The Wraith didn’t push. He pulled.
Kazu felt the space around him fold inward, like an embrace that wouldn’t loosen, crushing the air from his lungs.
“Let go,” the Wraith said quietly.
Kazu screamed — not in pain, but in refusal. “No!”
Something inside him shifted. Not power. Resolve. He thought of Takumi’s smile. Not the reckless grin from earlier — the small one. The one Takumi wore when things were bad but manageable. Like if he smiled first, the world might follow. He thought of Reina’s hands, still shaking even now, fingers curled too tight around a sword she hadn’t realized she was gripping. How she’d hesitated, not because she was weak, but because she was afraid of choosing wrong. He thought of all the moments he’d waited. Waited for the right time. Waited for certainty.
Waited until the cost was already paid by someone else.
The pressure around him swelled again, instinctive, desperate — the Wraith tightening, closing, trying to protect something that no longer existed. Kazu inhaled. Then exhaled. And for the first time since Takumi fell, he didn’t move out of instinct. He chose. Not rage. Not grief. A choice. He stepped forward into the pressure instead of pushing against it. Let it press against his ribs, his shoulders, his heart — let it remind him why it hurt. Then he pushed back. The space screamed. Not in resistance, but in release.
The pressure shattered outward, collapsing in on itself as if it had been holding its breath for far too long. The street cracked, the air rippled, and in that sudden opening, Kazu drove his blade forward. Straight through the Wraith’s center.
There was no resistance this time.
The sword passed through like breaking the surface of still water. A shockwave rolled outward, gentle compared to the violence before it, rattling debris, lifting dust into the air. The Wraith froze, his form locking in place. For the first time, his eyes widened. Not in fear. In recognition. His body began to fracture, not violently, not all at once — but slowly, like something carefully assembled finally allowed to come apart.
In the end, he didn’t scream. He didn’t curse the world. He didn’t beg to live. His arms moved on their own, closing inward, careful and instinctive — the way someone holds something precious when they’re afraid it might disappear. Like someone small. Like someone who trusted him completely. His voice barely carried, thin and unguarded, stripped of all pressure. A name. Just one. It wasn’t loud enough for anyone else to hear.

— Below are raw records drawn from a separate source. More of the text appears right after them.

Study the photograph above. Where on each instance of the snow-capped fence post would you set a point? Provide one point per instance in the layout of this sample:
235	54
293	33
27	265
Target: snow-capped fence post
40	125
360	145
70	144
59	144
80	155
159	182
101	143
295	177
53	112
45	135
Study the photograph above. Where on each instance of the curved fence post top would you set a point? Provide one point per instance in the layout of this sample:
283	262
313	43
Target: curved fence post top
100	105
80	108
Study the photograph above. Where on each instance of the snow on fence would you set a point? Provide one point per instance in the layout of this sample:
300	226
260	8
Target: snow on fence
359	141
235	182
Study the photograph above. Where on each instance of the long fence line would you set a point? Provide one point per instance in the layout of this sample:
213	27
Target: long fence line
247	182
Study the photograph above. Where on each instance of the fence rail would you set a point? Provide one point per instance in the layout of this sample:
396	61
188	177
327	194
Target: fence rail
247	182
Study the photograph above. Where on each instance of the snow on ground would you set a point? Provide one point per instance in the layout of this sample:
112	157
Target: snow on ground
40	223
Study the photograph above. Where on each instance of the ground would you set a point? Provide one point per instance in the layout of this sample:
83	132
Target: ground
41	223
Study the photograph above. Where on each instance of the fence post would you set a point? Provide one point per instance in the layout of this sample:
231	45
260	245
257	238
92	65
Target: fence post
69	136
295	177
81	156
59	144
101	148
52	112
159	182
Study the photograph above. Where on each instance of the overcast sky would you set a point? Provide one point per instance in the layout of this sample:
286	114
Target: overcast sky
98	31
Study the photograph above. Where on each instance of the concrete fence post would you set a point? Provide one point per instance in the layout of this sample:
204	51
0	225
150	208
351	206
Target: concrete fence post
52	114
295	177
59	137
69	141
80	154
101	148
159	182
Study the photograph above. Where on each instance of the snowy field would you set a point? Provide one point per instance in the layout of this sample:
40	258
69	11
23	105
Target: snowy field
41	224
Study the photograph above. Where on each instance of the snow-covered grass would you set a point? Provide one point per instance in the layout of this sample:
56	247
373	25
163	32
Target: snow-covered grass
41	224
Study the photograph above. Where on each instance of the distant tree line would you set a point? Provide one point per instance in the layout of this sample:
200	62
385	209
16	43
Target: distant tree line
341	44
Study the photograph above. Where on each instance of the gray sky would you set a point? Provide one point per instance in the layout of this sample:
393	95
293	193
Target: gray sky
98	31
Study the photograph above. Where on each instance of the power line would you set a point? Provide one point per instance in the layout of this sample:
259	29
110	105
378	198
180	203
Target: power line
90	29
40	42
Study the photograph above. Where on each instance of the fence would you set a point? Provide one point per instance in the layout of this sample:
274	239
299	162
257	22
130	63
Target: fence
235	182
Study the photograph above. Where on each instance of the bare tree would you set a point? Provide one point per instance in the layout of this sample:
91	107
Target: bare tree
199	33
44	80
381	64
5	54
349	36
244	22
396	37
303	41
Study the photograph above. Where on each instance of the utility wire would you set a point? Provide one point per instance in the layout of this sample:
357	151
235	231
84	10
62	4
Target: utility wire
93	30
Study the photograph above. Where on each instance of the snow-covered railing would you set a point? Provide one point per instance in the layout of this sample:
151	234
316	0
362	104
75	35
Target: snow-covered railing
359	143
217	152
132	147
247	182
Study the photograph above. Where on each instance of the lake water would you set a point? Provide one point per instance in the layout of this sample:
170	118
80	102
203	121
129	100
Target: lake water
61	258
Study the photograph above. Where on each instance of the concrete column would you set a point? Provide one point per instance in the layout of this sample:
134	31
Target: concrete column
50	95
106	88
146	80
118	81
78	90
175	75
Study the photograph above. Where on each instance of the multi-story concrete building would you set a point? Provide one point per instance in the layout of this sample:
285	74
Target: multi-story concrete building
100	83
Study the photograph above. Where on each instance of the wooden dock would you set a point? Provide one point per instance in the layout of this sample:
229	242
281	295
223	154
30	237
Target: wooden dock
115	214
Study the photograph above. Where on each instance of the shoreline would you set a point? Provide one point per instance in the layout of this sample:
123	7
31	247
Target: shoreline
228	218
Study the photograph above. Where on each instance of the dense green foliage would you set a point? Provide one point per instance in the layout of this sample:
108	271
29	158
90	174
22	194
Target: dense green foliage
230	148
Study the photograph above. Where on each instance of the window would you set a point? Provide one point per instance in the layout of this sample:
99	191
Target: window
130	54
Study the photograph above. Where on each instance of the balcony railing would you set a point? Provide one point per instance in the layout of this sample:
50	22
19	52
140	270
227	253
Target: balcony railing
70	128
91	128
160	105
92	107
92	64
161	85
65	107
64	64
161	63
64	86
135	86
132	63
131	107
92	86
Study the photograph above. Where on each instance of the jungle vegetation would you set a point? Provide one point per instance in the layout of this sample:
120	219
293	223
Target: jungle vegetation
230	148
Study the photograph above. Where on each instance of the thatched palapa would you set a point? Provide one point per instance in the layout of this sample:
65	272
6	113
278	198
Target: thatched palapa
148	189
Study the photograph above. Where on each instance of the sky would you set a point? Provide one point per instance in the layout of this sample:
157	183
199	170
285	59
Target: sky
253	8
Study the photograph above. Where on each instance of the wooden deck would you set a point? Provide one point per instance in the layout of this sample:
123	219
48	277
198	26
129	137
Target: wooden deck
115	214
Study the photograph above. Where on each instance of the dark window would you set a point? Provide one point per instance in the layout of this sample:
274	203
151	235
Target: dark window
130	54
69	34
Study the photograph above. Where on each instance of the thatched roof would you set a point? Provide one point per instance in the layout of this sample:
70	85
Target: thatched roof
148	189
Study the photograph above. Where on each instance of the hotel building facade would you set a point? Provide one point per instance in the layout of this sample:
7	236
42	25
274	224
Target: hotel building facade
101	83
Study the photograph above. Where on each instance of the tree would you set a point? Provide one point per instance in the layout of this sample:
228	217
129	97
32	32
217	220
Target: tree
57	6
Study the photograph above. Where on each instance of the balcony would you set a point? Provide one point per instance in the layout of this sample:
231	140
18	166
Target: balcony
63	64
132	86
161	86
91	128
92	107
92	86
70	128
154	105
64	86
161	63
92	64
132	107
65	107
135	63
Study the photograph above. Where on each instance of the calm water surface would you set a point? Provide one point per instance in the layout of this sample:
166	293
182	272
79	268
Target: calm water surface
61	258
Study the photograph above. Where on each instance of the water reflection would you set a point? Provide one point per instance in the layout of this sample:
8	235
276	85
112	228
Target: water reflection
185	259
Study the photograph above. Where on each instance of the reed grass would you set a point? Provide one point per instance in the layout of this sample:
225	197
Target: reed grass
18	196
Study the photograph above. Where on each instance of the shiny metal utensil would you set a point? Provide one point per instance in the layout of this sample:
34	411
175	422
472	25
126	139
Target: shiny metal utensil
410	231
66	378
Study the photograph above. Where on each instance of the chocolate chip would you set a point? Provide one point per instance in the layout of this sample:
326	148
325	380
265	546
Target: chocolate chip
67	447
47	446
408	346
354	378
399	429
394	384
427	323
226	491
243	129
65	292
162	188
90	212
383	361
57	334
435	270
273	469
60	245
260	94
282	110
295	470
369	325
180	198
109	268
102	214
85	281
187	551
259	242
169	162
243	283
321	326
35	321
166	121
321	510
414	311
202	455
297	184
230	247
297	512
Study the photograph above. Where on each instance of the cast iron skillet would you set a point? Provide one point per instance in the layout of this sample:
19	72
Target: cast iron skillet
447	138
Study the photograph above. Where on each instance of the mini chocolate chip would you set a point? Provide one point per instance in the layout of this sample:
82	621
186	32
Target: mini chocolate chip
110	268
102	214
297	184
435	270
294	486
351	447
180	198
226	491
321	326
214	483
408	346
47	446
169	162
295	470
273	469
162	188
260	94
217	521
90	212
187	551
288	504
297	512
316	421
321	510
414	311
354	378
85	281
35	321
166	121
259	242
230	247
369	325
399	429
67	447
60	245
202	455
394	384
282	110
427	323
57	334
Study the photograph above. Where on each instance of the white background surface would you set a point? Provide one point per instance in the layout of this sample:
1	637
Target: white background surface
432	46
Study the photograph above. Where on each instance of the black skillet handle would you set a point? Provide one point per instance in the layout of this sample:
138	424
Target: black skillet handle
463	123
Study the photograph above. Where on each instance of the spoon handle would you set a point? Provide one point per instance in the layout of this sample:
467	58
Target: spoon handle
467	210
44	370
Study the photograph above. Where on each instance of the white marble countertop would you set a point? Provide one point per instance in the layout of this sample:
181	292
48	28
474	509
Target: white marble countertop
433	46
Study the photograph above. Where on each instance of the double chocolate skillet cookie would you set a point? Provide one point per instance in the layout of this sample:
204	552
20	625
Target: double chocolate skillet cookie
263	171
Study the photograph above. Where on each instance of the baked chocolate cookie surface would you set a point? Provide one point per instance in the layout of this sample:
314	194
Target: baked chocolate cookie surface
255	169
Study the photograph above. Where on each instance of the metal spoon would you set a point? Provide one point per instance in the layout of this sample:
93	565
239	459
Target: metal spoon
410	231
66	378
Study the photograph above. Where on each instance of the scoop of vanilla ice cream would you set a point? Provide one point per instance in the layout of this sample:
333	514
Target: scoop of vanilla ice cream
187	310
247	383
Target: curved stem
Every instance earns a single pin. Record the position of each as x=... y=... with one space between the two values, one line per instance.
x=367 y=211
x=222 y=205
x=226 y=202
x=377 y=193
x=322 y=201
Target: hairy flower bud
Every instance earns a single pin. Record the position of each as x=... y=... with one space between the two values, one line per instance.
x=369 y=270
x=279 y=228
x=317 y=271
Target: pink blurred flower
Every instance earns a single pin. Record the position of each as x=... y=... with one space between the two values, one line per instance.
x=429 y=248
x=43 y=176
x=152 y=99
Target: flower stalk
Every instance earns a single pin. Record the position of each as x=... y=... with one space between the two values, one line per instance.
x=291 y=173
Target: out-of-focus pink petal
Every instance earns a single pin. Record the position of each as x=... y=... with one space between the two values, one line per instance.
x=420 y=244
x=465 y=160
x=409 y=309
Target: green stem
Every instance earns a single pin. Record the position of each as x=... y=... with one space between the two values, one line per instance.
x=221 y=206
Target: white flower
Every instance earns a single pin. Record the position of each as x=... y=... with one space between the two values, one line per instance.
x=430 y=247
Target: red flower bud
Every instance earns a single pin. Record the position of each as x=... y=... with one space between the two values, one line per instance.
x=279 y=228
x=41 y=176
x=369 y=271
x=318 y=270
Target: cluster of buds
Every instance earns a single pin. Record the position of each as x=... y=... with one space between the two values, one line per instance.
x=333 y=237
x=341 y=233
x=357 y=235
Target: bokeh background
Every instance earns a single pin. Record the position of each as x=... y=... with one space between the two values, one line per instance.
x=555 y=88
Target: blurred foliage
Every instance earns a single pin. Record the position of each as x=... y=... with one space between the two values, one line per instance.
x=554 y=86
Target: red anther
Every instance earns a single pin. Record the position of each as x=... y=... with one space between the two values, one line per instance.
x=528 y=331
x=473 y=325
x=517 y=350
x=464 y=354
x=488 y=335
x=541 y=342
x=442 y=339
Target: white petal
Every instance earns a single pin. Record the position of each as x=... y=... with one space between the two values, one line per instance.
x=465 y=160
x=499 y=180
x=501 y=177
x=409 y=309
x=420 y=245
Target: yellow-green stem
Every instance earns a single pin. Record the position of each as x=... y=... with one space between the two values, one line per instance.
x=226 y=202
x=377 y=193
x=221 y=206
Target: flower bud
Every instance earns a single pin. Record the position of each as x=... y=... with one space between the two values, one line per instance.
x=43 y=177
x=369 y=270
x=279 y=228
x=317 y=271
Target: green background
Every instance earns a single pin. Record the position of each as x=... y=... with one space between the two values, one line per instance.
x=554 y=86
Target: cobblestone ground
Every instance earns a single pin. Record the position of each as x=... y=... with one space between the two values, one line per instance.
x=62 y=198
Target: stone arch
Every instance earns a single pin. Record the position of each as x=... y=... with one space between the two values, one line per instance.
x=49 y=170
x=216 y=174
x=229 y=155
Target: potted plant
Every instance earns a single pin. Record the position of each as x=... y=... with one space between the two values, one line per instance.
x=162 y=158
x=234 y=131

But Kazu felt it — not in his ears, but somewhere deeper. The last thing the Wraith left behind wasn’t his body, or his power. It was a sentence.
“Don’t wait the way I did.”
Then the Wraith began to dissolve, not into light, not into spectacle but into fine ash, drifting downward, settling quietly against the ruined street as if returning to where it had always belonged. The pressure vanished. No recoil. No aftershock. Just absence. The battlefield fell silent. Not the silence of victory. The silence of something finished. Kazu stood there, chest heaving, sword still extended, staring at the empty space where the Wraith had been — like he was waiting for it to say something else. Like some final justification might still arrive. Nothing did.
Reina approached slowly, steps careful, as if loud movement might disturb the quiet. She placed a hand between his shoulders, warm and real.
“It’s over,” she whispered.
Kazu didn’t answer. Because some endings don’t feel like relief. They feel like the moment waiting ends — whether you’re ready for it or not.